Further optimization depends on the type of clone: if this is an installable clone, it is always compressed. Average compression ratio is about 55%, 0.55*750GB = 412GB. That’s on average, actual ratio for your case depends on the amount of uncompressible data (like video/audio), 600GB corresponds to compression ratio of 80% (I’d call that realistic estimation for worst case). Anyway, if it does not fit, you can set an option in FlashBoot Pro to skip some files or folders during cloning (e.g. a specific folder or a few folders with large amount of uncompressible data).
Bootable clones, in theory, can be compressed too, but they work better uncompressed. Compressed bootable clones sometimes throw INACCESSIBLE_BOOT_DEVICE BSoD at boot time if cloned WIM file contains too many small internal files and amount of RAM is not sufficient to store the index. Uncompressed bootable clones are not affected by this problem. So for bootable clones USB capacity requirement is higher. 750GB if you don’t want to skip any data when making a bootable clone. Again, if it doesn’t fit, there’s always option to skip something not strictly necessary for bootable OS on a USB storage device (e.g. a large video archive).

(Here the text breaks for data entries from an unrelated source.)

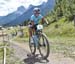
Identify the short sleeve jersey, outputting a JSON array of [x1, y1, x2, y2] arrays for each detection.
[[31, 14, 43, 24]]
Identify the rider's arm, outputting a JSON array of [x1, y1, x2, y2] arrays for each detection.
[[42, 17, 48, 24]]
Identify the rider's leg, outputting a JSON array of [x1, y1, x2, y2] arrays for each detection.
[[29, 28, 32, 37]]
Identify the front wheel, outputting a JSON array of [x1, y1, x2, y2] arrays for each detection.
[[39, 34, 50, 59], [29, 38, 36, 55]]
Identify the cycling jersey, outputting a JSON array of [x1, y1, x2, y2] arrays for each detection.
[[31, 14, 43, 24]]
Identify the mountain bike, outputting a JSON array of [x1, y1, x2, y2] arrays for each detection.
[[29, 25, 50, 59]]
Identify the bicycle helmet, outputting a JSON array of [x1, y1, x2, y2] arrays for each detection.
[[33, 8, 40, 14]]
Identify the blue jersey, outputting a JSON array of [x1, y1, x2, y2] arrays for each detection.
[[31, 14, 43, 24]]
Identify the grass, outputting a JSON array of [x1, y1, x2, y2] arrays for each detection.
[[4, 18, 75, 59], [50, 36, 75, 59]]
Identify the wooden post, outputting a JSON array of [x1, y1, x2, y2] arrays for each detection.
[[3, 47, 6, 64]]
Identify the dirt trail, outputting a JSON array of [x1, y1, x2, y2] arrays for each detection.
[[9, 42, 75, 64]]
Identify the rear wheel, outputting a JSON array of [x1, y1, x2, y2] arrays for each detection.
[[29, 38, 36, 54], [39, 34, 50, 59]]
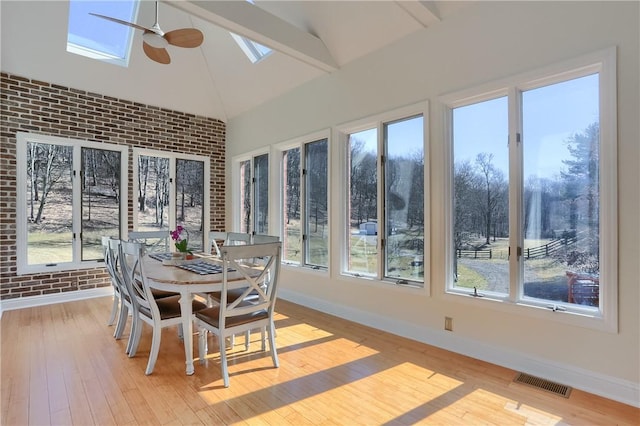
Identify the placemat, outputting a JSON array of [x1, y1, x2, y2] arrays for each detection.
[[149, 253, 173, 262], [177, 261, 232, 275]]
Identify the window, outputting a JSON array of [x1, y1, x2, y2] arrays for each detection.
[[339, 104, 426, 287], [281, 132, 329, 269], [133, 149, 210, 250], [17, 133, 128, 274], [445, 48, 617, 328], [235, 154, 269, 234], [229, 33, 272, 64], [67, 0, 139, 67]]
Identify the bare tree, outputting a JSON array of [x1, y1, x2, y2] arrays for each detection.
[[28, 143, 73, 223]]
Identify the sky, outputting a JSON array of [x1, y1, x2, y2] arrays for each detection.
[[352, 74, 599, 179], [453, 74, 599, 179], [68, 0, 138, 58]]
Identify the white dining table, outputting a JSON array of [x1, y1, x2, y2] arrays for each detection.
[[143, 255, 246, 376]]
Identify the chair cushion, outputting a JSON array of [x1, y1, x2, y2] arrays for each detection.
[[196, 306, 269, 328], [140, 296, 207, 319], [151, 288, 179, 299], [207, 287, 255, 303]]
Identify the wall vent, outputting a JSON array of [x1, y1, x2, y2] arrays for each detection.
[[514, 373, 571, 398]]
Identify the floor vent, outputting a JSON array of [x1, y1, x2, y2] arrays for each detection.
[[514, 373, 571, 398]]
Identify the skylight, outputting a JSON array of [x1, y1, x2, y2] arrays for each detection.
[[67, 0, 139, 67], [229, 33, 271, 64], [229, 0, 271, 64]]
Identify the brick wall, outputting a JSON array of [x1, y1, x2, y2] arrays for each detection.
[[0, 72, 225, 300]]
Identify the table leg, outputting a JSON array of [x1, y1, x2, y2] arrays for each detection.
[[180, 292, 194, 376]]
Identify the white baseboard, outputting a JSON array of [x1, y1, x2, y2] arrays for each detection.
[[278, 289, 640, 408], [0, 286, 113, 318]]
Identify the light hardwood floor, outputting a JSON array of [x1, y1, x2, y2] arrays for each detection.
[[0, 298, 640, 426]]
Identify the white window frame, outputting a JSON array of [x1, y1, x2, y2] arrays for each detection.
[[439, 47, 618, 333], [334, 101, 431, 294], [274, 129, 334, 274], [16, 132, 129, 275], [231, 148, 274, 233], [132, 148, 211, 248]]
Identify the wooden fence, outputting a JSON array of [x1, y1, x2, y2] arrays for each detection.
[[456, 236, 578, 259]]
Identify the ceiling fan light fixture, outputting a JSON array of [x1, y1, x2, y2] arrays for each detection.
[[142, 31, 169, 49]]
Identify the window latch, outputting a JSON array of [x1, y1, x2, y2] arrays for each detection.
[[469, 287, 484, 297], [547, 305, 567, 312]]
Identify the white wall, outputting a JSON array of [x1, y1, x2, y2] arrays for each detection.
[[227, 2, 640, 406]]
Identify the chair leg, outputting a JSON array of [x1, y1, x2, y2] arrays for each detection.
[[178, 324, 184, 340], [218, 335, 229, 388], [113, 303, 129, 339], [198, 327, 209, 364], [144, 325, 162, 376], [107, 292, 120, 325], [129, 316, 142, 358], [269, 323, 280, 368]]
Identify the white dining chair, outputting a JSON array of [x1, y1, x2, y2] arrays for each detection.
[[251, 234, 280, 244], [102, 237, 122, 330], [205, 231, 227, 257], [195, 242, 281, 387], [120, 241, 206, 375]]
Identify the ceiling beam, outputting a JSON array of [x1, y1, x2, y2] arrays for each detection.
[[396, 0, 441, 27], [166, 0, 338, 72]]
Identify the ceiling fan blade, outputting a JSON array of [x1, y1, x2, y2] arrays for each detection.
[[89, 12, 150, 31], [164, 28, 204, 47], [142, 41, 171, 65]]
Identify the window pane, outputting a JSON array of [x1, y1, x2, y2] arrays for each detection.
[[240, 160, 251, 233], [305, 139, 329, 267], [282, 148, 301, 263], [522, 74, 600, 306], [347, 128, 378, 275], [136, 155, 170, 231], [176, 159, 204, 250], [26, 142, 73, 265], [81, 148, 121, 260], [453, 97, 509, 294], [253, 154, 269, 234], [384, 116, 424, 281]]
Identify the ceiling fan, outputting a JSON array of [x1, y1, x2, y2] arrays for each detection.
[[89, 2, 204, 64]]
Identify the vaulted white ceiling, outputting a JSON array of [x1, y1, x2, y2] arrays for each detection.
[[0, 0, 468, 121]]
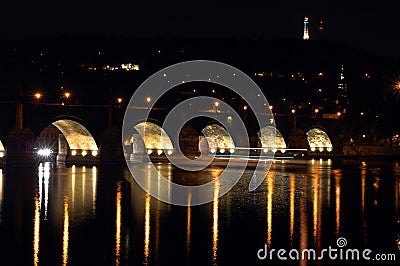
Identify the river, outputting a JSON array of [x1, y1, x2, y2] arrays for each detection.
[[0, 160, 400, 265]]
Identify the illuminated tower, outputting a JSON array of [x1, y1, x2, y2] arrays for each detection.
[[303, 17, 310, 40], [336, 65, 349, 113]]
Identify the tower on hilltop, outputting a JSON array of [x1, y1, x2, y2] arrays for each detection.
[[303, 17, 310, 40]]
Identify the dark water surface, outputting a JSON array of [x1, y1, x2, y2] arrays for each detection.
[[0, 160, 400, 265]]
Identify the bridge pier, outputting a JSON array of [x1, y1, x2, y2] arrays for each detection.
[[6, 103, 35, 166], [56, 134, 68, 163], [100, 125, 125, 164], [129, 134, 146, 162]]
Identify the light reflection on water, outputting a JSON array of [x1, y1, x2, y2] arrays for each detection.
[[0, 160, 400, 265]]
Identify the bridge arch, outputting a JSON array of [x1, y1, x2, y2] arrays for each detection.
[[35, 116, 99, 156], [130, 120, 174, 155], [200, 123, 235, 153], [306, 127, 333, 152], [258, 126, 287, 152]]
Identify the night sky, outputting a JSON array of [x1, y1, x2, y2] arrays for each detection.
[[0, 0, 400, 57]]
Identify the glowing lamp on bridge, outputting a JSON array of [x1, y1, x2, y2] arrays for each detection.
[[38, 149, 53, 157]]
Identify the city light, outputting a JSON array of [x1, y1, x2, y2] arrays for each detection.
[[38, 148, 53, 157]]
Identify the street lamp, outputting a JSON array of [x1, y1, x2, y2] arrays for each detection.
[[146, 97, 151, 109], [35, 92, 42, 100]]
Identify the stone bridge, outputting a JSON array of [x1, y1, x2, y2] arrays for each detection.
[[0, 102, 342, 165]]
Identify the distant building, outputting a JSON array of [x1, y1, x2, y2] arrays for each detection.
[[336, 65, 349, 113], [303, 17, 310, 40]]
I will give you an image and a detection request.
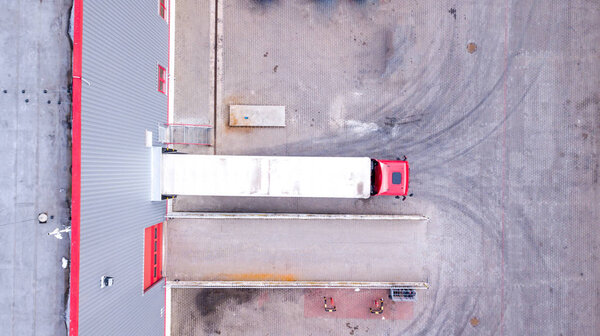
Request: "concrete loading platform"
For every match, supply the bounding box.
[165,218,428,282]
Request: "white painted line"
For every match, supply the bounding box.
[167,212,429,221]
[167,281,429,289]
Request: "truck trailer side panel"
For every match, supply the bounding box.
[161,154,371,198]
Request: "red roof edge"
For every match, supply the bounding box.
[69,0,83,336]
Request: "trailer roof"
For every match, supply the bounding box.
[162,154,371,198]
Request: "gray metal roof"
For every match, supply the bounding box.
[79,0,169,335]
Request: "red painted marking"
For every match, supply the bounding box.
[500,0,509,335]
[69,0,83,336]
[304,289,414,320]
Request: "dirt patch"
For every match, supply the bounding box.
[196,288,260,334]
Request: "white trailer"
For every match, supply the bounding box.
[160,154,372,198]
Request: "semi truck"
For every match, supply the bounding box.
[152,152,409,200]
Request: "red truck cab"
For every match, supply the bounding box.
[371,159,408,196]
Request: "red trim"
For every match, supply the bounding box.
[157,64,168,94]
[158,0,170,21]
[69,0,83,336]
[163,3,171,336]
[165,142,210,146]
[144,223,163,291]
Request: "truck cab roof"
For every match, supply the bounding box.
[373,160,409,196]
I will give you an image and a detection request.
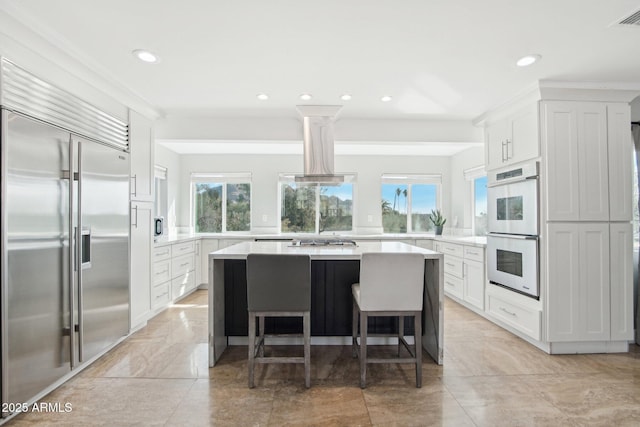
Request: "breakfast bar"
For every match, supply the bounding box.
[209,240,444,367]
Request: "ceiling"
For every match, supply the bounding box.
[0,0,640,145]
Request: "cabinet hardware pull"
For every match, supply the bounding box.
[500,307,518,317]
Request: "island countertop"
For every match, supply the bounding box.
[208,241,444,367]
[209,242,443,260]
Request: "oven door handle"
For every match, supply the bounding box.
[487,233,538,240]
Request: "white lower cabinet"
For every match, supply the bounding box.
[151,240,199,310]
[130,202,153,329]
[487,291,542,340]
[434,242,486,310]
[547,222,611,342]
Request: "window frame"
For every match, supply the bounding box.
[380,174,442,234]
[189,172,253,235]
[276,173,357,235]
[464,165,489,236]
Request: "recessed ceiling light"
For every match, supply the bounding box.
[516,55,541,67]
[131,49,160,64]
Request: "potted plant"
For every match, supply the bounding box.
[429,209,447,236]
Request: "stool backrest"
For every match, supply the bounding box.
[247,254,311,311]
[360,252,424,311]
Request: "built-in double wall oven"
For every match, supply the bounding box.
[487,162,540,299]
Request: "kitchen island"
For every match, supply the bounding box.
[209,241,444,366]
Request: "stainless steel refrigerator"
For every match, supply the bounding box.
[0,108,129,416]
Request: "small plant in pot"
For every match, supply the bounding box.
[429,209,447,236]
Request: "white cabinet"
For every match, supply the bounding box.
[171,240,196,301]
[129,110,154,202]
[542,101,633,221]
[434,242,486,310]
[607,104,634,221]
[151,240,199,310]
[151,244,171,310]
[546,222,611,342]
[485,103,540,170]
[129,202,153,329]
[609,223,633,341]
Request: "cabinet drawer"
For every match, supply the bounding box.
[464,246,484,262]
[153,245,171,261]
[153,259,171,285]
[171,272,196,300]
[171,254,196,278]
[438,242,464,258]
[488,294,541,340]
[444,255,462,278]
[151,282,171,308]
[444,274,464,299]
[171,240,196,256]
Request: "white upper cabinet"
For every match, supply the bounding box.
[129,110,154,202]
[607,104,634,221]
[542,101,609,221]
[485,103,540,170]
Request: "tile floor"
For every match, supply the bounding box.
[8,291,640,427]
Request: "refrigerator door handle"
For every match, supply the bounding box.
[72,141,84,363]
[67,135,78,369]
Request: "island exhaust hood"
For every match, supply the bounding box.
[295,105,344,184]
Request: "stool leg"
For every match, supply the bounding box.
[360,311,367,388]
[413,312,422,388]
[351,298,358,358]
[398,315,404,357]
[302,311,311,388]
[248,312,256,388]
[258,316,265,357]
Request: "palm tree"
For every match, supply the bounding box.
[402,188,407,213]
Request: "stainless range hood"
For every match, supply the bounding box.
[295,105,344,183]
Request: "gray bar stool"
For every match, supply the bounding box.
[351,253,424,388]
[247,254,311,388]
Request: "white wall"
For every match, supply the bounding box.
[631,96,640,122]
[172,150,451,234]
[155,144,183,233]
[451,147,484,234]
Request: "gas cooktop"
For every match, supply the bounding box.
[292,239,357,246]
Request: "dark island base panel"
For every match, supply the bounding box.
[224,260,425,337]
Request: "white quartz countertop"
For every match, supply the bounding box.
[209,242,443,259]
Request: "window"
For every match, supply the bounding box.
[464,166,487,236]
[191,173,251,233]
[280,175,353,234]
[153,165,168,218]
[473,176,487,236]
[382,175,442,233]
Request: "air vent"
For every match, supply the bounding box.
[618,10,640,27]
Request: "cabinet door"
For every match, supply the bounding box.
[546,223,580,342]
[506,103,540,163]
[464,260,485,310]
[542,101,580,221]
[609,223,633,341]
[485,120,507,170]
[129,110,154,201]
[607,104,634,221]
[547,223,611,342]
[575,102,609,221]
[130,202,153,329]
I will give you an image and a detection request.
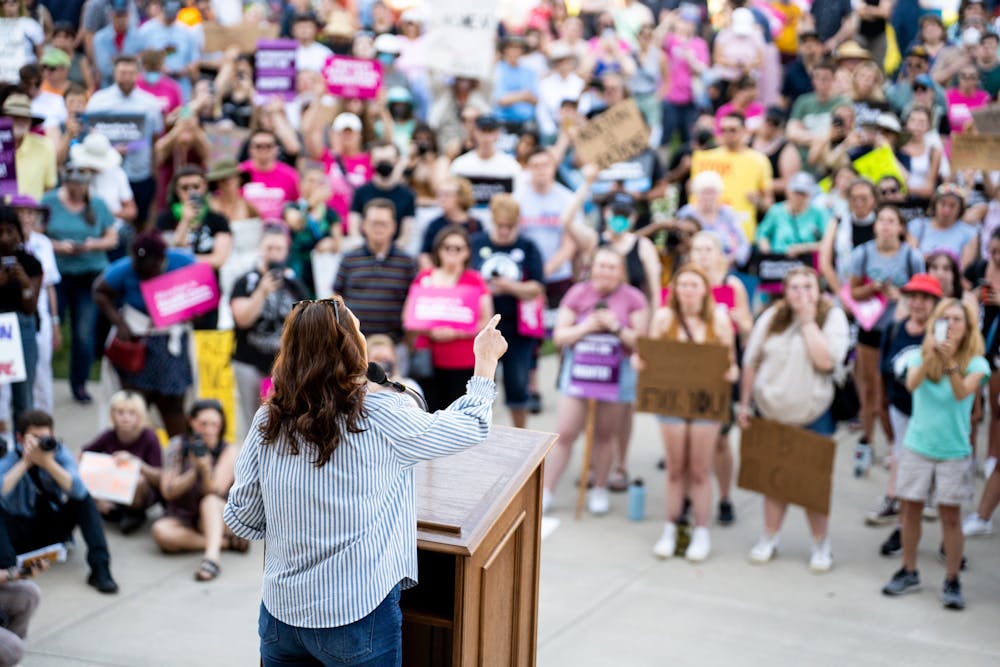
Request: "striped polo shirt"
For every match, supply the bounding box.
[333,244,417,343]
[224,377,496,628]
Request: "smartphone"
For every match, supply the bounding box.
[934,319,948,343]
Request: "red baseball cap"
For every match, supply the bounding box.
[902,273,944,299]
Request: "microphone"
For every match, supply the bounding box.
[365,361,428,412]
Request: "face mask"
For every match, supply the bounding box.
[608,215,629,234]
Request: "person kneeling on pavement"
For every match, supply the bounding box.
[0,410,118,593]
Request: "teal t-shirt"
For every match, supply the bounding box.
[42,189,115,276]
[903,352,990,461]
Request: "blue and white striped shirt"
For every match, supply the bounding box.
[224,377,496,628]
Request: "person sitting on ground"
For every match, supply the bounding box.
[150,399,244,581]
[83,390,163,535]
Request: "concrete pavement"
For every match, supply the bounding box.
[24,357,1000,667]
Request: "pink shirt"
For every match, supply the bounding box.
[663,33,708,104]
[240,160,299,220]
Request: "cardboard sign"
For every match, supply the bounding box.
[80,452,142,505]
[80,111,147,149]
[139,262,219,328]
[194,330,237,442]
[737,418,837,514]
[0,118,17,197]
[323,56,382,100]
[574,98,649,169]
[0,313,28,384]
[201,21,279,53]
[636,338,732,421]
[254,39,299,104]
[403,284,483,333]
[424,0,500,79]
[566,334,624,403]
[951,133,1000,171]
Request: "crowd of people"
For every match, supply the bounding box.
[0,0,1000,658]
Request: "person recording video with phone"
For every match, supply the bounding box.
[0,410,118,593]
[229,224,309,434]
[150,399,243,581]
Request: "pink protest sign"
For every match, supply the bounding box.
[323,56,382,100]
[139,262,219,327]
[403,283,482,333]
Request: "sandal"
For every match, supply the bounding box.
[194,558,222,581]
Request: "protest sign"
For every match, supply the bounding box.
[424,0,500,79]
[194,330,236,442]
[574,98,649,169]
[80,452,142,505]
[566,334,624,403]
[0,118,17,197]
[139,262,219,327]
[951,134,1000,171]
[80,111,147,150]
[737,419,837,514]
[254,39,299,104]
[403,283,482,333]
[0,313,28,384]
[323,56,382,100]
[636,338,732,421]
[0,19,27,83]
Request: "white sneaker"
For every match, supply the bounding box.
[587,486,611,515]
[653,521,677,558]
[542,489,555,514]
[962,512,993,537]
[749,535,778,565]
[684,526,712,563]
[809,538,833,574]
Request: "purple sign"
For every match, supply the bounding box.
[254,39,299,102]
[566,334,623,403]
[0,118,17,196]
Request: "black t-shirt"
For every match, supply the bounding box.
[351,181,417,239]
[0,250,42,313]
[229,269,309,374]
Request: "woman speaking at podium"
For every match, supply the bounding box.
[225,296,507,667]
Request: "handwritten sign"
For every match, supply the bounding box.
[194,330,236,442]
[139,262,219,327]
[424,0,500,79]
[575,98,649,169]
[323,56,382,100]
[403,284,482,333]
[80,452,142,505]
[0,313,28,384]
[636,338,732,421]
[951,133,1000,171]
[254,39,299,104]
[0,118,17,197]
[737,419,837,514]
[566,334,623,403]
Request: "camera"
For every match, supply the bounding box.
[184,433,208,456]
[38,435,59,452]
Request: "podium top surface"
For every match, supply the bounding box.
[414,426,557,555]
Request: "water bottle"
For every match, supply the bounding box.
[628,477,646,521]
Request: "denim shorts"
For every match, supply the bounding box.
[257,584,403,667]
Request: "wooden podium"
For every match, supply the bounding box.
[400,426,556,667]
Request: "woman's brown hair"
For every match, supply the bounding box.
[260,296,368,468]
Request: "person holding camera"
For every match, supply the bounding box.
[0,410,118,593]
[229,225,309,433]
[150,399,243,581]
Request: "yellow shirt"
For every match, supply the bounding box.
[691,146,773,241]
[14,132,58,201]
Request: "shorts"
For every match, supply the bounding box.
[896,447,976,506]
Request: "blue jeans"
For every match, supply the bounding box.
[56,272,104,393]
[257,584,403,667]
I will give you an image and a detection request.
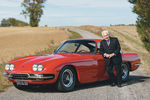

Other types of USB storage devices besides USB thumbdrives are fine for FlashBoot. USB-SSD, USB-HDD, USB converter to MicroSD card — everything will do.

Regarding splitting of FlashBoot-related code (Windows reinstaller) on a bootable USB storage device and cloned WIM data on a separate non-bootble USB storage device: with FlashBoot, this is not possible. But overhead is negligible: for bootable clones, there is no overhead at all (no Windows reinstaller); and for installable clones overhead of Windows reinstaller is 0.2-0.5 GB depending on Windows version (0.2 Gb for Windows 7 and 0.5 Gb for Windows 11).”